In the other Phase III trial, 34.5 percent lost at least 10 percent on Contrave and 17.2 percent achieved 15 percent weight loss — all significantly better than the placebo group, which topped out at 3.4 percent losing 15 percent of body weight and 10.7 percent who dropped 10 percent.
"These numbers demonstrate some really compelling efficacy results that I think patients and prescribers will be impressed by," Kim said.
The data also demonstrated impressive impacts on blood lipids and other measures in those patients in the study considered to be at high cardiovascular risk.
In that population, triglycerides went down 66.3 milligrams/deciliter and 51.2 mg/dl on Contrave.
"Those drops in triglycerides actually is in the ballpark of what you would expect to see from a lipid lowering drug that's on the market today," Kim said, referring to Abbott Laboratories' blockbuster triglyceride lowerer TriCor.
Levels of good HDL cholesterol rose 5 mg/dl and 6.2 mg/dl among Contrave at risk patients — similar to what one would expect from niacin, which is approved to raise HDL.
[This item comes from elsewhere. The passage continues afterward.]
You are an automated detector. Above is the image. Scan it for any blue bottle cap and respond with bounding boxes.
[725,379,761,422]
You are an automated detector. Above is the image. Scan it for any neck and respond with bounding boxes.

High risk Contrave patients also had significant drops waist circumference and c-reactive protein — an indicator of arterial inflammation associated with heart disease — and small drops in bad LDL cholesterol, according to the data.
Blood sugar levels from the study of diabetics was also more impressive than originally thought when looking at just patients who began the trial with A1c levels of greater than 8 percent. American Diabetes Association guidelines call for an A1c level of 7 percent or less.
Among those patients, Contrave led to a highly statistically significant mean A1c reduction of 1.1 percent.
"That is very impressive and outdoes a lot of diabetes drugs that are approved today," Kim said. "And you get big weight loss on top of it."